Dietro le quinte di un mito. Vita e miracoli dell’autore che inventò Cyrano
In sala dal 18 aprile (per Officine UBU), “Cyrano mon amour” di Alexis Michalik, adattamento della sua stessa fortunata pièce, “Edmond”. I retroscena che portarono il giovane drammaturgo e poeta francese Edmond Rostand alla creazione del personaggio che lo rese celebre. Film vivace e cipriato, decisamente per tutti, senza rinunciare a garbo e intelligenza …

Edmond è un omino (in realtà nemmeno trentenne, ma alla fine dell’Ottocento i giovani di quell’età erano e si presentavano già come adulti) con baffi per niente sparvieri.
Fa il drammaturgo, o meglio vorrebbe, ma i fiaschi si susseguono, l’attitudine a scrivere in versi annoia le platee e i debiti avanzano velocemente, dato che ci sono anche due pargoli e una moglie da mantenere.

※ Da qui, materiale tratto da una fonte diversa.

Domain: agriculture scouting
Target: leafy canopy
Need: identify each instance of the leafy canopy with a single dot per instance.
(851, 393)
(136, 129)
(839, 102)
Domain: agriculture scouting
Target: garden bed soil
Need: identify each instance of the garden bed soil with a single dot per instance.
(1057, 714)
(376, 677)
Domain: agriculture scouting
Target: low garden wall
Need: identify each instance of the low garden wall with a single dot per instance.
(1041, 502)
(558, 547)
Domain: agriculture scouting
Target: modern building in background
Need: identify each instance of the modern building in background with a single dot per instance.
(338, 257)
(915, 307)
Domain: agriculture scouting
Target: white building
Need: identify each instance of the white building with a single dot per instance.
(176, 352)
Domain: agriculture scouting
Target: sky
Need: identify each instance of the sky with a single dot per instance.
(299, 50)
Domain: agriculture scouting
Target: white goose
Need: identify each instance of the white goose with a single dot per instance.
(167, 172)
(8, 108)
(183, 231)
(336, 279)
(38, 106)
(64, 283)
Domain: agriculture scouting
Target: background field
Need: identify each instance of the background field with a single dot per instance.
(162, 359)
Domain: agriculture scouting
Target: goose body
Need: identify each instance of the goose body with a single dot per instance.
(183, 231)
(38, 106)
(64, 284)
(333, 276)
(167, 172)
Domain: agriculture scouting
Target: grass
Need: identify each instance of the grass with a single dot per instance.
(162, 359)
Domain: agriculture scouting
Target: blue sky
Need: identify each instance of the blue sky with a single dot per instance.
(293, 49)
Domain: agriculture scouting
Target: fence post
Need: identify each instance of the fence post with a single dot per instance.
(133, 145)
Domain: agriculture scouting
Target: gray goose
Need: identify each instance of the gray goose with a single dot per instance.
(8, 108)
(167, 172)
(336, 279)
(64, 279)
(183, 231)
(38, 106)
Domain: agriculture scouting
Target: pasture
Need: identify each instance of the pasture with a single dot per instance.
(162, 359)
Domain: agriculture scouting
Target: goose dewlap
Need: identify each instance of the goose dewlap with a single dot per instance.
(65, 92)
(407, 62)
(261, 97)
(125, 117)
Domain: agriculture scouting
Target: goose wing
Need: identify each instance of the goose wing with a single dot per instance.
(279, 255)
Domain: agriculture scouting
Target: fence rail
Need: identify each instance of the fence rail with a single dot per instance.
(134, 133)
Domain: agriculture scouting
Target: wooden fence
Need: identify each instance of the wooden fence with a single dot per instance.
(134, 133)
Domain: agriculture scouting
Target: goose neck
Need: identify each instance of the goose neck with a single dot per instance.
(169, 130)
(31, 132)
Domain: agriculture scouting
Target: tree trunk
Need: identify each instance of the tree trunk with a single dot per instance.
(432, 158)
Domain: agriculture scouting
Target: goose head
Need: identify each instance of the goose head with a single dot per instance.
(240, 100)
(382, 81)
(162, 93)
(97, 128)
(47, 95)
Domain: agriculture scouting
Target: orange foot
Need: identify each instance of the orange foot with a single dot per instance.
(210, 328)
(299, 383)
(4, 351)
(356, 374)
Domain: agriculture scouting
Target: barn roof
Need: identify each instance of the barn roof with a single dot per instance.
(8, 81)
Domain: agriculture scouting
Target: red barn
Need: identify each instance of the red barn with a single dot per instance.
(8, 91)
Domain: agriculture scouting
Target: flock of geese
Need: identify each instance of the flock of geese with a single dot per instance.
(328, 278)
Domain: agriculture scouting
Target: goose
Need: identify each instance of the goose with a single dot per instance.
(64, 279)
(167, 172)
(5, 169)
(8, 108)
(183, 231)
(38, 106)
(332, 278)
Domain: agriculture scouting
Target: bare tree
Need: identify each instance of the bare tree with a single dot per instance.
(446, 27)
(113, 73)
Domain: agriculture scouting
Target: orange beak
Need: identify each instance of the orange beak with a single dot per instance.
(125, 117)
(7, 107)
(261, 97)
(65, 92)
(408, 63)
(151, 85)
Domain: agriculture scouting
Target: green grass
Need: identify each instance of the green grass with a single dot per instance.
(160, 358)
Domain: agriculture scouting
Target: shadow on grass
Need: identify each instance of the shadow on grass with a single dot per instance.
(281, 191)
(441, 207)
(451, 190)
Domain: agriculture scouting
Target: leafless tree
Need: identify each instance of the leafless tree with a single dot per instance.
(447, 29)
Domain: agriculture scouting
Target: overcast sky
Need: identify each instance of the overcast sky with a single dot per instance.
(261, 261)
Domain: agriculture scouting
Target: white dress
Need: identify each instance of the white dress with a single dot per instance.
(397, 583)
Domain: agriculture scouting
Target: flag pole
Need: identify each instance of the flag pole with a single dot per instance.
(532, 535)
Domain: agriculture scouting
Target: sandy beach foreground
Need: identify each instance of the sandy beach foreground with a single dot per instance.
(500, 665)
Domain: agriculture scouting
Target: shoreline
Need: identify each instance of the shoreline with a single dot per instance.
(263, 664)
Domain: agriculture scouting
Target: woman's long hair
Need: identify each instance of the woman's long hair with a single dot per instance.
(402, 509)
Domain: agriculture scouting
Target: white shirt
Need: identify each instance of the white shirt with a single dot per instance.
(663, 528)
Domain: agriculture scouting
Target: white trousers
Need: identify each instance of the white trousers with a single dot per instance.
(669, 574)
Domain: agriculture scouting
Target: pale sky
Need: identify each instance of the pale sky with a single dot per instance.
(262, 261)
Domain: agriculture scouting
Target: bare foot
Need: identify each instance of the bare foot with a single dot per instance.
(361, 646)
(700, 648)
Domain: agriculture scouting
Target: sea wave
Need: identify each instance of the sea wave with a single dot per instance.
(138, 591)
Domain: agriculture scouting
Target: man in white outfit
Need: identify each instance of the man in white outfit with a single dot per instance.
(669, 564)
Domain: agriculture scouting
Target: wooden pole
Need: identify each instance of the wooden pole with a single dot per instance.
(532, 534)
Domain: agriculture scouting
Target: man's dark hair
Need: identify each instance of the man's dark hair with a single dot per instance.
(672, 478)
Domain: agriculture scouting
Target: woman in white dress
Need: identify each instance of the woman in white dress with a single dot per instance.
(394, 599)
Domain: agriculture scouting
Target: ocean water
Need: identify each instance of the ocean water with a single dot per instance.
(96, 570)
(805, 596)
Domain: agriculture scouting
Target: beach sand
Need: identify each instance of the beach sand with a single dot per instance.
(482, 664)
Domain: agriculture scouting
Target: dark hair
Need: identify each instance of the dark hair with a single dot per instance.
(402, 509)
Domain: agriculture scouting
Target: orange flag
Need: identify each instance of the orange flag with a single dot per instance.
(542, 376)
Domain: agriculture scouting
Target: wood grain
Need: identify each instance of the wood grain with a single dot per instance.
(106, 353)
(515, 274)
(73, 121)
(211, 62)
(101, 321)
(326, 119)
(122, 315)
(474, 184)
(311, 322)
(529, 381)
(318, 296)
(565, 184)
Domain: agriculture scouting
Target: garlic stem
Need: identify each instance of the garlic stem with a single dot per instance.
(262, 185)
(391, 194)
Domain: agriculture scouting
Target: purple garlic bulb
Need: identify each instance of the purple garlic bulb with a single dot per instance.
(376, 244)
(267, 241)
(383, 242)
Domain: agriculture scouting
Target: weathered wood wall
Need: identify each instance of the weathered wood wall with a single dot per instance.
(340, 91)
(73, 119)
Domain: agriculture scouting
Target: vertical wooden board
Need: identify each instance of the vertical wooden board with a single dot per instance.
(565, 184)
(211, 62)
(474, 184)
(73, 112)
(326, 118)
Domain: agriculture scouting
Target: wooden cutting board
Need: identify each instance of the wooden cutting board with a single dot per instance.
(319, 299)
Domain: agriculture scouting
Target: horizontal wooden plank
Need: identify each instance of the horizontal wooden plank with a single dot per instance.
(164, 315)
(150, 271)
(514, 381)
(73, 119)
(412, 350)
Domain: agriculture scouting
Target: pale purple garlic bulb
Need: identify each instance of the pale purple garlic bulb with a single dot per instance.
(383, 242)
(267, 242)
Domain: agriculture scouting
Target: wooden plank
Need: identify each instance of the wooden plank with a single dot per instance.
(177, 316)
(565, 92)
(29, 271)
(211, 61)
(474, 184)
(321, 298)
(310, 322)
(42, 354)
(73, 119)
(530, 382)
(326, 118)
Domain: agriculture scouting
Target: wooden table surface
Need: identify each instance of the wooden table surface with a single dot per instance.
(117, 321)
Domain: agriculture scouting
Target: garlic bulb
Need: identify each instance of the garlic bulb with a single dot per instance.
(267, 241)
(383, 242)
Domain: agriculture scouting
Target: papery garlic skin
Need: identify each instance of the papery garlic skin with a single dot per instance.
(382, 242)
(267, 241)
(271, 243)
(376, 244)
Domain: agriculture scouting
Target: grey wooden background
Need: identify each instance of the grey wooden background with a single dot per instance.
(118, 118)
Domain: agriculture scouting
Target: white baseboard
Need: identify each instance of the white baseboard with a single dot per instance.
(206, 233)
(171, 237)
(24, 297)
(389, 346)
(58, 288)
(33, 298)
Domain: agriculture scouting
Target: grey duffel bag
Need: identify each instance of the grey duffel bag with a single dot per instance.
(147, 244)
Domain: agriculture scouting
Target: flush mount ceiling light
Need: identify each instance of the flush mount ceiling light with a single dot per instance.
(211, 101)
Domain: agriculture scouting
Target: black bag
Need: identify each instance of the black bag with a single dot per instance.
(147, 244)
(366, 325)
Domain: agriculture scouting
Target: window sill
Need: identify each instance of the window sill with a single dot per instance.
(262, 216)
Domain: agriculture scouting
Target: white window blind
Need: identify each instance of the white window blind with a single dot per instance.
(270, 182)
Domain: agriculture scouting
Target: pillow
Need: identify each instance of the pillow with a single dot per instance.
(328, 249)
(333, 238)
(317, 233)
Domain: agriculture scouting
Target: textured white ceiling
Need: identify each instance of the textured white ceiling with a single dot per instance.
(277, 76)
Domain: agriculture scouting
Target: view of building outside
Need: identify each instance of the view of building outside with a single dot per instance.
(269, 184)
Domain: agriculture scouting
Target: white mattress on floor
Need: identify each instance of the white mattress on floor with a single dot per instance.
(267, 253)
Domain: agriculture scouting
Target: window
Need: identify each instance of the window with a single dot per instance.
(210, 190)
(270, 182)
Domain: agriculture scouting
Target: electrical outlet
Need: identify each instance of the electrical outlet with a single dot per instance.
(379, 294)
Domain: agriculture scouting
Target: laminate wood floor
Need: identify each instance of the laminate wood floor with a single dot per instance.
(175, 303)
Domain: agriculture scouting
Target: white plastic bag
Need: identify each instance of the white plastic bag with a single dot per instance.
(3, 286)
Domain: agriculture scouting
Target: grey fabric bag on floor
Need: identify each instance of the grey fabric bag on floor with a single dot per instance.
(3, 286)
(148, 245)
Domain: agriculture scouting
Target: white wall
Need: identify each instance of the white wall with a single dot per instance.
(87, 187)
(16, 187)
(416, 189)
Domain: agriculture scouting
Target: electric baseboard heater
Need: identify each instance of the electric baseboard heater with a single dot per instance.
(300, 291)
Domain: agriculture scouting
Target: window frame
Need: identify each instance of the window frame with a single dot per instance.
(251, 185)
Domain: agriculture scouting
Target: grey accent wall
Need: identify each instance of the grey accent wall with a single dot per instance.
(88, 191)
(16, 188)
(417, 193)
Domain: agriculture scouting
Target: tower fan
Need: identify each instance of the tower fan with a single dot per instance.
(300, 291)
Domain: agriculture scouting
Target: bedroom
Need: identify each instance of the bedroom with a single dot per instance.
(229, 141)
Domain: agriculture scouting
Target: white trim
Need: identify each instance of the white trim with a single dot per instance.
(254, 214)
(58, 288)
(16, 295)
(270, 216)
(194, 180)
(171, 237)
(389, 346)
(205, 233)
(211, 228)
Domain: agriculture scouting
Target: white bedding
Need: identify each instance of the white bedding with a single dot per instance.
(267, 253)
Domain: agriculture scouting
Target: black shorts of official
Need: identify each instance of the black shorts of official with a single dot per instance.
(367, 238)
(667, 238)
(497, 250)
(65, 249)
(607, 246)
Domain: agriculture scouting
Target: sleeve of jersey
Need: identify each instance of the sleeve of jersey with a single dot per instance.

Col suo carattere un po’ schivo, esitante, potrebbe finire lì, ma per fortuna che c’è la travolgente diva Sarah Bernhardt, che gli è amica e lo spinge e lo sospinge fino a farlo planare al centro dei suoi desideri: scrivere una commedia, addirittura per l’attore più famoso nella Parigi della Belle Epoque: Coquelin.
E scriverla in corsa, mentre si fanno le prove in scena, prendendo spunto da quel che Edmond vede e sente intorno a sé, mentre le battute gli vengono strappate via man mano che le scrive. Trama bizzarra? Troppo arzigogolata? Affatto, signori miei: Alexis Michalik – al suo primo vero lungometraggio – ha attinto alla vera storia di Edmond Rostand e della nascita del Cyrano de Bergerac, nonché della fama imperitura che ne derivò per lo scrittore francese.
Cyrano mon amour, che esce il 18 aprile nelle sale, è davvero un atto d’amore, un percorso appassionato di come nasce un capolavoro, a volte in modi del tutto casuali. E insieme un omaggio all’arte del teatro, dal quale proviene (il regista lo ha allestito sul palcoscenico con successo, prima di riuscire a portarlo sul set).
Celebrandola con ritmi vertiginosi, cambi di scena a vista, un sontuosissimo apparato di scene e costumi d’epoca, mentre la cinepresa si diverte a volteggiare con prospettive a pozzetto, o inseguendo i protagonisti in lunghe riprese con la steadycam. Naturalmente con un gran godimento degli attori che si ritagliano ruoli da mattatori in primissimo piano. Come Olivier Gourmet nei panni di Coquelin, assai divertito nel misurarsi su più registri, dal comico al drammatico, come si conviene a un attore del suo rango.
Thomas Soliveres è un Rostand perfettamente aderente a quello storico, quello che non ti aspetteresti, così mammolo eppure capace di scrivere i monologhi di Cyrano tanto taglienti e feroci. Talento che sboccia grazie al sostegno della moglie prima e della “musa” inconsapevole, poi, la sartina Jeanne (una frizzante Lucie Boujenah) amante della poesia e a sua volta amata dall’amico di Edmond, Léo (il prestante Tom Leeb), in un copione di vita da cui uscirà il calco per quello romanzato.
Altrettanto azzeccato il resto del cast, dove si inserisce lo stesso Michalik con un cammeo ironico dedicato all’altezzoso Georges Feydeau e si impone la presenza arguta di Monsieur Honoré (Jean-Michel Martial) che è l’insolito proprietario (essendo nero di pelle a quei tempi non proprio privi di pregiudizi) di un caffè letterario.
Film vivace e cipriato, decisamente per tutti, senza rinunciare a garbo e intelligenza.